Within the squirming vortex of Rachel Kneebone’s sculptures you can find change, death, growth, renewal, and lust. The hive-like activity inside the works makes me feel cautious. It looks dangerous. It looks like individuals sacrificing themselves to mutate into one massive omni-organism. I wonder what kind of noise the sculptures would make if the figures started to open their mouths and vocalize.
Above image: Rachel Kneebone in exhibition at the Brooklyn Museum, 2012. Photograph courtesy of the museum.
Destruction and growth hang in equal measures in the sculptures. As you approach The Descent (2008) you see a few figures standing together in a circle. Closer, you realize it’s a pit and there are many, many figures tossing themselves headlong into it. As you look deeper into the pit the figures lose their definition and become pools of flesh, mixing together. The figures standing along the rim don’t appear to have any second thoughts or doubt about the metamorphosis they’re witnessing. They seem prepared to thoughtlessly throw their sense of self away to join the thing growing at the bottom of the pit. Reason isn’t here. They’re driven by impulse. The piece is inspired by Rodin’s The Gates of Hell and Dante. The connection to the Inferno goes beyond the architecture of the pit. The damned in Inferno are similarly self-destructive and those Ipcts are more of an impulse than a choice.

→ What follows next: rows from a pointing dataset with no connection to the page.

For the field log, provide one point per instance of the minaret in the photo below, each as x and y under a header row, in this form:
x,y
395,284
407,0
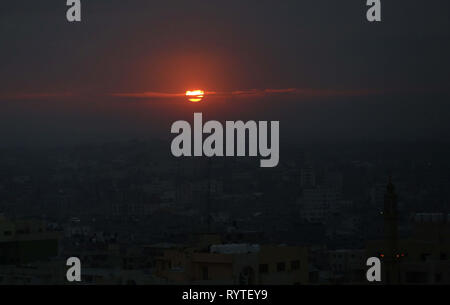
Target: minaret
x,y
390,214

I’m afraid that I could be one of them. The suggestion of impulse means that I could be behaving like these figures without being aware of it. Little thoughtless behaviors could be pooling inside of me and one day they could rise up, flood my reason and drive me to join an unknown entity that consumes and destroys even as it creates. If it’s Hell it’s not a hell that happens to you, it’s a hell that you become a part of, a hell that wraps you into its structure and uses you to grow.
My own anxieties about masses of people and free will informed a lot of the above reading, but there are cues that the metamorphosis may not be as annihilating as it seemed at first. Last year Kneebone participated in Lust for Life (Stockholm, February 26 – April 18, 2015) at Galleri Andersson/Sandström and her works there seem more disarming, even erotic (even though I feel strange saying that, lousy Midwestern upbringing). There’s one sculpture in particular that removes the mindlessness of Descent and instead shows the figures morphing together for a shared purpose. We Get Life From Putrefaction and Death (2014) doesn’t flinch as a title. It demands that you sacrifice a little positivity before you can understand what is otherwise an auspicious message. This time the mass of body parts are assembled to push a perfect white sphere into the air. It’s a simple goal, but I’m comforted by the idea there may be design and intent in the midst of so much chaos. (Is that a crutch? Probably).
In 2012 Kneebone exhibited alongside the great Auguste Rodin at the Brooklyn Museum. Rachel Kneebone: Regarding Rodin (January 27 – August 12, 2012) saw the artist selecting 15 Rodin works from the museum’s collection and pairing them with eight of her own porcelain sculptures. The museum states that the exhibition highlighted “the artists’ shared interest in the representation of mourning, ecstasy, death, and vitality in figurative sculpture.” The installation also balanced Rodin’s darker forms against the gleaming white of Kneebone’s porcelain. Of Kneebone’s work in the show, I’m drawn to another sculpture that pairs something auspicious with an almost absurdly grim title, The Paradise of Despair (2011) shows more figures combining, but it’s not in a heap or a formless pile of goo. Instead, they’re assembling themselves into a tower. It’s a little lopsided, suggesting that this is a snapshot of a process that has not been completed yet. It’s forward momentum, done with intent. If there’s sacrifice, at least it was for a purpose. Squeezed between the opposing forces of paradise and despair, the figures decided to reach for something beyond the selfish concerns of their own bodies.
Rachel Kneebone was born in 1973 in Oxfordshire. She graduated in 1997 from U.W.E Bristol. In 2004 she obtained her MA in sculpture from the Royal College of Art in London. She was awarded the MaxMara Art Prize for Women in 2005. In addition to the above exhibitions, she’s shown in Brooklyn, London, Miami and Rotterdam.
Bill Rodgers is the Managing Editor of cfile.daily.